Real‑time Data Warehouse Evolution with Data Lake: Architecture, Challenges, and Solutions
This article presents a comprehensive overview of JD Tech's real‑time data warehouse evolution, detailing the legacy Lambda‑based design, its shortcomings, the transition to a data‑lake‑integrated architecture, iterative improvements, encountered technical and non‑technical issues, and future outlooks.
The presentation introduces the concept of a real‑time data warehouse, explaining its purpose and how it differs from traditional offline warehouses.
It first describes the previous Lambda‑style real‑time warehouse architecture used at JD Tech, including its data link, computation layer, and data layer, and outlines the limitations such as tight coupling, unclear positioning, and operational complexities.
The speaker then discusses the problems of the older version, highlighting both technical drawbacks (e.g., batch‑stream integration costs, metadata governance debt) and non‑technical challenges (e.g., high migration cost, iteration overhead).
Next, a data‑lake‑based solution is introduced, showing how the lake replaces the batch‑stream hybrid layer, simplifies the service layer, and separates real‑time and product stores, thereby reducing complexity and improving delivery speed.
The talk walks through three iterative upgrades of the new architecture, detailing the first round (market‑layer to database sync), the second round (merging real‑time and market layers), and the third round (further decoupling and standardization), and notes the practical difficulties encountered during each phase.

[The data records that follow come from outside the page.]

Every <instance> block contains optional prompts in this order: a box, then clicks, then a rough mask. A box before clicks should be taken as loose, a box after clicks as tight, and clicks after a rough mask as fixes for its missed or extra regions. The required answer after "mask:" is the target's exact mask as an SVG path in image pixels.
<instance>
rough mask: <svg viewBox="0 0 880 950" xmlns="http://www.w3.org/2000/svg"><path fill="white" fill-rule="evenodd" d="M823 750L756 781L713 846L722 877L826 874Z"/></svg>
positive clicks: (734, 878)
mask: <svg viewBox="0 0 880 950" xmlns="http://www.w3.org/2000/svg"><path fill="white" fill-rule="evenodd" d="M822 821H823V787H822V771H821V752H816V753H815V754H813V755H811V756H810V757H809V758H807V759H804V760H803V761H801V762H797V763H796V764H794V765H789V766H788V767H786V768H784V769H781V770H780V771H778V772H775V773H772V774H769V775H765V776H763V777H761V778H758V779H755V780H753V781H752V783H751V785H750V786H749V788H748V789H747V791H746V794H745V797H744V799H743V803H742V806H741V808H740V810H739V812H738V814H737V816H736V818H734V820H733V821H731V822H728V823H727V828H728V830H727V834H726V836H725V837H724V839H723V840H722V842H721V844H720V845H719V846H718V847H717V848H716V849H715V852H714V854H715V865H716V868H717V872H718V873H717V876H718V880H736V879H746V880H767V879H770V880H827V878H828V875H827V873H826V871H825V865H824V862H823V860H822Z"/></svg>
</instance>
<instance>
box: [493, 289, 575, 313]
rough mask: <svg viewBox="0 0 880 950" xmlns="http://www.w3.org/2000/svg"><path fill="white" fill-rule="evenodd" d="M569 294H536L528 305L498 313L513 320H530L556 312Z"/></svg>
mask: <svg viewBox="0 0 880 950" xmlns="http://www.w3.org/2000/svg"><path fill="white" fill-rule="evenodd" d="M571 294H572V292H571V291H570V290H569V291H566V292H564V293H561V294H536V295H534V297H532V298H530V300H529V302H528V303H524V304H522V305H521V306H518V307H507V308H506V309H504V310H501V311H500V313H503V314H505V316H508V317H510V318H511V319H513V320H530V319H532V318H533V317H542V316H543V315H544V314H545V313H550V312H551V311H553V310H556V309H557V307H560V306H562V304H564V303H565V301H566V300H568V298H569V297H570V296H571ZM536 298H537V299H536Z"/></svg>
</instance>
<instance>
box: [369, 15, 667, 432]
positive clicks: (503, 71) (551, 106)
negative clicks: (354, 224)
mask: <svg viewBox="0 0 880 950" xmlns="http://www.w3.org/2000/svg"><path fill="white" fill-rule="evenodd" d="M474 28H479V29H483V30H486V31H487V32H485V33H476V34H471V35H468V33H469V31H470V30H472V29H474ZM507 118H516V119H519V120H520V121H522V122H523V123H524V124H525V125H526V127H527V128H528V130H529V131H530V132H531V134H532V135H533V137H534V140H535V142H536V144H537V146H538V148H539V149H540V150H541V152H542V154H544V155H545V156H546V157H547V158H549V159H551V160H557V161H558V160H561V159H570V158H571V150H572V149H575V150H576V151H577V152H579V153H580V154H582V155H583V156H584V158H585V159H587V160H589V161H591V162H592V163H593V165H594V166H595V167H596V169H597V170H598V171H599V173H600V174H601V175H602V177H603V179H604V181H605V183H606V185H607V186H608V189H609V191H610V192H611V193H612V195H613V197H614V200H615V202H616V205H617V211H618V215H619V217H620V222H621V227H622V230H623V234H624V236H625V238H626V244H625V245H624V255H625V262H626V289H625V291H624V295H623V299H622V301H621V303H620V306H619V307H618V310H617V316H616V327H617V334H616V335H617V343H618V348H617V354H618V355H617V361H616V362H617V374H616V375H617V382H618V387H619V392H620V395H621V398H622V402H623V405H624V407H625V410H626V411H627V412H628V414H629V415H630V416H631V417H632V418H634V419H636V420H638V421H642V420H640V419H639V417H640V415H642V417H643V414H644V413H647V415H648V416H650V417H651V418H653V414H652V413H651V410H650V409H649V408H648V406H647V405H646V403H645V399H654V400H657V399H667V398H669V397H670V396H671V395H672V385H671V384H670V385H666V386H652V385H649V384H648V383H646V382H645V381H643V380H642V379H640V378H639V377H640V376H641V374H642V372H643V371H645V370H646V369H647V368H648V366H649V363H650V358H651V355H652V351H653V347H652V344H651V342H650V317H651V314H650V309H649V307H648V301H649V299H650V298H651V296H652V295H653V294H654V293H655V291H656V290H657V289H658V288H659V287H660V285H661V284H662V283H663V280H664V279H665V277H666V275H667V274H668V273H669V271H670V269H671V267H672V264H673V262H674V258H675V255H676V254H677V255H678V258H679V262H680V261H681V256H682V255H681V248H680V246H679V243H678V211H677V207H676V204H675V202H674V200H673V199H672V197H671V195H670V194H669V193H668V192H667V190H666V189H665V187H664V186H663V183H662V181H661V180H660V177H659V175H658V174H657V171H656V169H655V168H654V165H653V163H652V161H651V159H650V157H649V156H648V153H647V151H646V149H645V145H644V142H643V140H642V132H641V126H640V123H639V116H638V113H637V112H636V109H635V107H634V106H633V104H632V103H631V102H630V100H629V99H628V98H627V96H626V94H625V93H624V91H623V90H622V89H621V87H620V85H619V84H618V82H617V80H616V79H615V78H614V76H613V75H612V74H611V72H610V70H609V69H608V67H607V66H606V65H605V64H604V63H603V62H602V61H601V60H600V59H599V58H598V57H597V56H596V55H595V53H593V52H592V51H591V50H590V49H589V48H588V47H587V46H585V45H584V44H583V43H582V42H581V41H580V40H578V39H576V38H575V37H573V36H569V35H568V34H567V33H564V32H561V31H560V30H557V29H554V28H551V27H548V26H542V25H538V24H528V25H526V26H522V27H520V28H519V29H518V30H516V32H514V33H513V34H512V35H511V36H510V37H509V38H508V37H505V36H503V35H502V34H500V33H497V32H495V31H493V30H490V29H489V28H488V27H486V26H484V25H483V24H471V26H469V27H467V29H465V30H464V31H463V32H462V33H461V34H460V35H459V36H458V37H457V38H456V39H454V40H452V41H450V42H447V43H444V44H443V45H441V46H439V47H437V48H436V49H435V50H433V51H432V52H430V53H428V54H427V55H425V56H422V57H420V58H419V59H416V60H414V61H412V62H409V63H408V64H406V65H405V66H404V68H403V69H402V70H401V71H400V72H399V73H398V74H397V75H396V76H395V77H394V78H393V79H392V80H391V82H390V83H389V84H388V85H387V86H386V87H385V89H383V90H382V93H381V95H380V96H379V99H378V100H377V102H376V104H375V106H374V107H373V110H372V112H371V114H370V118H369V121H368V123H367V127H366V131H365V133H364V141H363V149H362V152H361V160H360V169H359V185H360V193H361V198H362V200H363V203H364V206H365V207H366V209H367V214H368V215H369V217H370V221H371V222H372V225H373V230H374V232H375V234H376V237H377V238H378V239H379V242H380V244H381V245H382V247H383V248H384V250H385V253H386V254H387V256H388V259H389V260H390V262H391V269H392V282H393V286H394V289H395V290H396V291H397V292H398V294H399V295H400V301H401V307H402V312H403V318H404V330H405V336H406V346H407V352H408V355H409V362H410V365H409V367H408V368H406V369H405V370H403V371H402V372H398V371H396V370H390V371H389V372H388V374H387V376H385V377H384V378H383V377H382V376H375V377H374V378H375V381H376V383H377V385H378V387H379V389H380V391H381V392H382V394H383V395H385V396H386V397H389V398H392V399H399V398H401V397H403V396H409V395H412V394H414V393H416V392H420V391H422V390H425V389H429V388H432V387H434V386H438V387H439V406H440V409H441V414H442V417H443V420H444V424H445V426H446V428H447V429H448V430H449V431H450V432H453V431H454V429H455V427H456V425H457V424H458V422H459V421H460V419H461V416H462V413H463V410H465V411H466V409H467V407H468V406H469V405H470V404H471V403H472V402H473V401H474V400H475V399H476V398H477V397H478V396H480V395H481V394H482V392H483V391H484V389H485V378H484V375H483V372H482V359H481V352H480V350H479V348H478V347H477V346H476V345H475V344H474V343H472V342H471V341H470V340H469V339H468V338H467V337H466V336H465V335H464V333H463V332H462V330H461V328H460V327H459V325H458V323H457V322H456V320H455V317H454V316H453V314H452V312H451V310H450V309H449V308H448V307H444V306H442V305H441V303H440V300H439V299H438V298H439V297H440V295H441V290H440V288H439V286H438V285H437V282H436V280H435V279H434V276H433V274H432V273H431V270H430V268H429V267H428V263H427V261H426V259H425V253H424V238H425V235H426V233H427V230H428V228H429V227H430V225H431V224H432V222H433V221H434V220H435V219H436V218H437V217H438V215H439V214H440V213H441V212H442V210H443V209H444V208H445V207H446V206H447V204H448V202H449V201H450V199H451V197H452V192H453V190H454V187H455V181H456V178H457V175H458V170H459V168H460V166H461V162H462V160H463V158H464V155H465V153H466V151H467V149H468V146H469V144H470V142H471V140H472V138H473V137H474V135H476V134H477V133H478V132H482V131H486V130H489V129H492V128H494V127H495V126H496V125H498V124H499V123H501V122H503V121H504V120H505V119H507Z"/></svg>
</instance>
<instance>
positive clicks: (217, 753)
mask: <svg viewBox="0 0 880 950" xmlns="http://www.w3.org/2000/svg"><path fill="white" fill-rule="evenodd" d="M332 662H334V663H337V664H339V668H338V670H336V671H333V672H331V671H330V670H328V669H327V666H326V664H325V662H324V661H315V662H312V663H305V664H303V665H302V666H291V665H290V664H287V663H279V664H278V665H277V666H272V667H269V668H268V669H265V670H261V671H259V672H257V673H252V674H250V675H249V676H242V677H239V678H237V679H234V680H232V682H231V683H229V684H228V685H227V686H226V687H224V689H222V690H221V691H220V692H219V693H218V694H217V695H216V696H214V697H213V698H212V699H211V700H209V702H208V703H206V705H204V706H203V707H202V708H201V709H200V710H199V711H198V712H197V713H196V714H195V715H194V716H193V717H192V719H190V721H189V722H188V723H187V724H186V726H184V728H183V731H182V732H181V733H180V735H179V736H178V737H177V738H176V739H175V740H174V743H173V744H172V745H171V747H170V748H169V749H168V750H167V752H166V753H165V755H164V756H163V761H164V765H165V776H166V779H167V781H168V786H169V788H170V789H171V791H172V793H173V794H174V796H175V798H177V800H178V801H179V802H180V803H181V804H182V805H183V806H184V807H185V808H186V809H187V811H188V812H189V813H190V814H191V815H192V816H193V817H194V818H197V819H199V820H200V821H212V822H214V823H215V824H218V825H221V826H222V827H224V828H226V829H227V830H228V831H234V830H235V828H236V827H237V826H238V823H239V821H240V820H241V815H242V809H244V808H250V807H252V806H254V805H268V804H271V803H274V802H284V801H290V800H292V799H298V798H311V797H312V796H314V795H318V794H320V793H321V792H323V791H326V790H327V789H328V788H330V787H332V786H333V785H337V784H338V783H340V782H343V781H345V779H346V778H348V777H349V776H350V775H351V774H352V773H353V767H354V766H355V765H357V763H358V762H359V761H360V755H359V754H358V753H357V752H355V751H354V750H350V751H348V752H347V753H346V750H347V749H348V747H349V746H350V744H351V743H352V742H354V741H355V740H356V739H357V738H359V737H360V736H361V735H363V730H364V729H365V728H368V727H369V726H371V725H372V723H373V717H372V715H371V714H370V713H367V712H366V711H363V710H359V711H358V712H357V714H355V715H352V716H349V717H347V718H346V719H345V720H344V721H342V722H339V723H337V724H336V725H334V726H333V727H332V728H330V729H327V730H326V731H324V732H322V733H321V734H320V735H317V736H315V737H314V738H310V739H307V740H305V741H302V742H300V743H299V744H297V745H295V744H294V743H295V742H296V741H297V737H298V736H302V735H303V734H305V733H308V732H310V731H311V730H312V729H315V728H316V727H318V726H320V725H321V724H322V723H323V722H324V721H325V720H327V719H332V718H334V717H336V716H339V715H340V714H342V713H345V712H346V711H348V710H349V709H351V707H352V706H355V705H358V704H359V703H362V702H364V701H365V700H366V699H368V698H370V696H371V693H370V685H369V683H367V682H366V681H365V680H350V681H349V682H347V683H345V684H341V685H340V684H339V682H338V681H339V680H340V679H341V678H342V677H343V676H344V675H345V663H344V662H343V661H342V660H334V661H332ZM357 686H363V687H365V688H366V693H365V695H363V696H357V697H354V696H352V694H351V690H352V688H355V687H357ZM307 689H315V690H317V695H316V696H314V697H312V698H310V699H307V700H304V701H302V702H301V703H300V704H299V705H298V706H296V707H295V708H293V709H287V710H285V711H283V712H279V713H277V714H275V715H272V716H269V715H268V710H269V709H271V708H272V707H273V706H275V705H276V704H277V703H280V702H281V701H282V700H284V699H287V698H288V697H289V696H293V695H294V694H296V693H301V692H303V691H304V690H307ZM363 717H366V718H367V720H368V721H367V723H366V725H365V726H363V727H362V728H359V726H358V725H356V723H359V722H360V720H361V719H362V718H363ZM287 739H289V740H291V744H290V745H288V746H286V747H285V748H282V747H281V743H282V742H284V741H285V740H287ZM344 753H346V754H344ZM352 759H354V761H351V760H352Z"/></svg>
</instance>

Finally, the speaker summarizes the benefits of the lake‑warehouse integration—lowered development cycles, clearer boundaries between offline, real‑time, and near‑real‑time processing, and a more scalable roadmap—while also acknowledging remaining gaps and future expectations.
A Q&A session follows, covering topics such as the use of ClickHouse with OSS, the adoption status of Paimon, comparisons between ClickHouse and Doris, and the trade‑offs of moving batch processing from Spark to Flink.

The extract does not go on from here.